Roberto Abraham Scaruffi

Tuesday, 2 October 2012

TomDispatch.com: A Regular Antidote to the Mainstream Media
October 2, 2012
Tomgram: Andy Kroll, The Death of the Golden Dream of Higher Education
These days, it seems like going to college increasingly means heading for the nearest pawn shop or loan shark to hock your valuables. Based on a recent spate of figures, it looks as if we'll soon need to find a replacement term for the “public” in public higher education. After all, the cost of a public college education is rising at a startling clip. Tuitions at four-year universities have gone up by 15% between 2008 and 2010 (and are still on the upswing). Since 2001, in fact, tuition and fees have climbed at a 5.6% rate annually. In some states, it’s far worse. At six Georgia public universities, for instance, costs jumped by more than 40%. In Arizona, California, and Washington, it was 16% to 21% last year alone. Meanwhile, for the 2011-2012 school year, state funding of higher education nationwide plunged by 7.5%. At the moment, tuition increases at public colleges are almost double those at private ones.

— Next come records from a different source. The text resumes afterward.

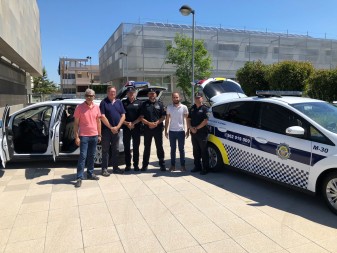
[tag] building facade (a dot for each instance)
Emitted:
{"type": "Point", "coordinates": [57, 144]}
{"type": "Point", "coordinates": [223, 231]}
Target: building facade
{"type": "Point", "coordinates": [138, 51]}
{"type": "Point", "coordinates": [20, 50]}
{"type": "Point", "coordinates": [76, 75]}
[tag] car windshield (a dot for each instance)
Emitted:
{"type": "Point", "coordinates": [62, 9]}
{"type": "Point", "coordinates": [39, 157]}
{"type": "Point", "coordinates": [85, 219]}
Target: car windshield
{"type": "Point", "coordinates": [323, 113]}
{"type": "Point", "coordinates": [215, 88]}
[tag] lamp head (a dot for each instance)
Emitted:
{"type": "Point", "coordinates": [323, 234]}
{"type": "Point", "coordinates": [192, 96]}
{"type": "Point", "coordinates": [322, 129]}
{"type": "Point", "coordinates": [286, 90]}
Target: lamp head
{"type": "Point", "coordinates": [186, 10]}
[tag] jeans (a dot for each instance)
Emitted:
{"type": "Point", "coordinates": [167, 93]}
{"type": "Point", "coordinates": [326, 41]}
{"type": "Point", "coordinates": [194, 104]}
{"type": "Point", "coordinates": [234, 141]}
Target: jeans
{"type": "Point", "coordinates": [87, 153]}
{"type": "Point", "coordinates": [179, 136]}
{"type": "Point", "coordinates": [200, 152]}
{"type": "Point", "coordinates": [133, 134]}
{"type": "Point", "coordinates": [110, 145]}
{"type": "Point", "coordinates": [157, 135]}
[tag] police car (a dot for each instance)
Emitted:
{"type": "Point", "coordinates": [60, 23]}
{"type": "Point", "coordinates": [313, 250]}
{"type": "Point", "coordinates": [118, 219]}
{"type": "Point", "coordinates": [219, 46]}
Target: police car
{"type": "Point", "coordinates": [289, 139]}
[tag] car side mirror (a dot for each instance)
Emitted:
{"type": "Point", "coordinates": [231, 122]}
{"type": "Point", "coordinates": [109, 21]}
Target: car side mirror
{"type": "Point", "coordinates": [295, 131]}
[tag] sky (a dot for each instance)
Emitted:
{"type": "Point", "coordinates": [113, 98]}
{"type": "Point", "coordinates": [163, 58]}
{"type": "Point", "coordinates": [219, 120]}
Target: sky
{"type": "Point", "coordinates": [79, 28]}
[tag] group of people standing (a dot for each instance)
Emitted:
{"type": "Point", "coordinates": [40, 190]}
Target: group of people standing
{"type": "Point", "coordinates": [101, 124]}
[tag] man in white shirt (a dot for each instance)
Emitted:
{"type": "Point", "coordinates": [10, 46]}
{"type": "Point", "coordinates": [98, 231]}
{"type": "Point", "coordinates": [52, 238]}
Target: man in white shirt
{"type": "Point", "coordinates": [175, 122]}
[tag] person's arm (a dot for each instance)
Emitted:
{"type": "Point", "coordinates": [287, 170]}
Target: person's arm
{"type": "Point", "coordinates": [202, 124]}
{"type": "Point", "coordinates": [187, 128]}
{"type": "Point", "coordinates": [105, 121]}
{"type": "Point", "coordinates": [98, 121]}
{"type": "Point", "coordinates": [167, 122]}
{"type": "Point", "coordinates": [77, 138]}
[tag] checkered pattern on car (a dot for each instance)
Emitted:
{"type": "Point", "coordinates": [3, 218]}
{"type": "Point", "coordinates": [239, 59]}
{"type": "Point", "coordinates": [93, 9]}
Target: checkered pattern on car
{"type": "Point", "coordinates": [266, 167]}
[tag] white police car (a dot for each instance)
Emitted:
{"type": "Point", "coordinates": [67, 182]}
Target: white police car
{"type": "Point", "coordinates": [292, 140]}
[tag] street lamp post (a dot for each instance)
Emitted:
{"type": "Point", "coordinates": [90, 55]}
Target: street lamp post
{"type": "Point", "coordinates": [186, 10]}
{"type": "Point", "coordinates": [91, 81]}
{"type": "Point", "coordinates": [126, 63]}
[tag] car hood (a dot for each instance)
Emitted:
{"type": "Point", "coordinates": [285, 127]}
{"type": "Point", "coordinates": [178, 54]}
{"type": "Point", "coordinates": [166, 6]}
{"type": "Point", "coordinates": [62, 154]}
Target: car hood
{"type": "Point", "coordinates": [225, 96]}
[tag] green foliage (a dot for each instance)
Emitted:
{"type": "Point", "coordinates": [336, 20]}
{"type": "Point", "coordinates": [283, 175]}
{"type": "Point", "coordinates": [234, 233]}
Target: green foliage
{"type": "Point", "coordinates": [289, 75]}
{"type": "Point", "coordinates": [323, 85]}
{"type": "Point", "coordinates": [252, 77]}
{"type": "Point", "coordinates": [180, 54]}
{"type": "Point", "coordinates": [42, 85]}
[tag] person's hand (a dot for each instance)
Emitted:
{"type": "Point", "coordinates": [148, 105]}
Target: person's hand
{"type": "Point", "coordinates": [193, 130]}
{"type": "Point", "coordinates": [114, 130]}
{"type": "Point", "coordinates": [152, 125]}
{"type": "Point", "coordinates": [77, 141]}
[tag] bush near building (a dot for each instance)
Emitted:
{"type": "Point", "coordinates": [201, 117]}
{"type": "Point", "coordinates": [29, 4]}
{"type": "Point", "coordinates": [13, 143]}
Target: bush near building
{"type": "Point", "coordinates": [289, 75]}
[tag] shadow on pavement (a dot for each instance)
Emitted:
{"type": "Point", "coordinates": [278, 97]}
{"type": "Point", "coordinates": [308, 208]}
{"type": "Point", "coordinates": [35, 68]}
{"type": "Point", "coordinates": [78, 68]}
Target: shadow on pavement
{"type": "Point", "coordinates": [262, 192]}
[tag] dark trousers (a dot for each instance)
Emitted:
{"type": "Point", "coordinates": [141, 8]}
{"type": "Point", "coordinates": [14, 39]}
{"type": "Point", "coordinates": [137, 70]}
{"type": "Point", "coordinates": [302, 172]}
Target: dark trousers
{"type": "Point", "coordinates": [157, 134]}
{"type": "Point", "coordinates": [87, 153]}
{"type": "Point", "coordinates": [110, 143]}
{"type": "Point", "coordinates": [133, 134]}
{"type": "Point", "coordinates": [179, 136]}
{"type": "Point", "coordinates": [200, 152]}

It shouldn’t surprise you, then, to discover that “public” education is increasingly becoming a very private nightmare. A recent analysis by the Pew Research Center found that student debt is soaring, with a record 22.4 million American households -- nearly one in five -- carrying it. In 2010, the average debt burden of those households was $26,682 (“more than double the share two decades earlier”) and 10% of them owed more than $61,894. Though this debt burden falls on every sector of society, perhaps this won’t surprise you either that the poorest and youngest households are in the worst trouble. Student debt is eating up nearly a quarter of their household income. As the Pew study puts it, “[T]he relative burden of student loan debt is greatest for households in the bottom fifth of the income spectrum, even though members of such households are less likely than those in other groups to attend college in the first place.”

So this shouldn’t shock you either: according to the Department of Education, school loan defaults have risen for the fifth straight year. “Public school borrowers defaulted at a rate of 8.3%, up from 5.9% just four years ago.” In other words, “public” higher education is on a path toward the grimmest sort of privatization.  Increasingly, if you don't have the money, there's a sign on the door of the local college classroom saying “no access,” which is another way of saying no access to a decent future. In the economic meltdown of 2007-2008, millions of homeowners went “underwater” thanks to subprime mortgages. Now, as TomDispatch associate editor and Mother Jones reporter Andy Kroll makes clear, in the process of hollowing itself out and crippling its future, this country is hell-bent on producing subprime educations as well. Tom
Back to $chool
College Is the Past, Prison Is the Future
By Andy Kroll
It was the greatest education system the world had ever seen. They built it into the eucalyptus-dotted Berkeley hills and under the bright lights of Los Angeles, down in the valley in Fresno and in the shadows of the San Bernardino Mountains. Hundreds of college campuses, large and small, two-year and four-year, stretching from California's emerald forests in the north to the heat-scorched Inland Empire in the south. Each had its own DNA, but common to all was this: they promised a “public” education, accessible and affordable, to those with means and those without, a door with a welcome mat into the ivory tower, an invitation to a better life.
Then California bled that system dry. Over three decades, voters starved their state -- and so their colleges and universities -- of cash. Politicians siphoned away what money remained and spent it more on imprisoning people, not educating them. College administrators grappled with shriveling state support by jacking up tuitions, tacking on new fees, and so asking more each year from increasingly pinched students and families. Today, those students stagger under a heap of debt as they linger on waiting lists to get into the over-subscribed classes they need to graduate.
California's public higher education system is, in other words, dying a slow death. The promise of a cheap, quality education is slipping away for the working and middle classes, for immigrants, for the very people whom the University of California's creators held in mind when they began their grand experiment 144 years ago. And don't think the slow rot of public education is unique to California: that state's woes are the nation's.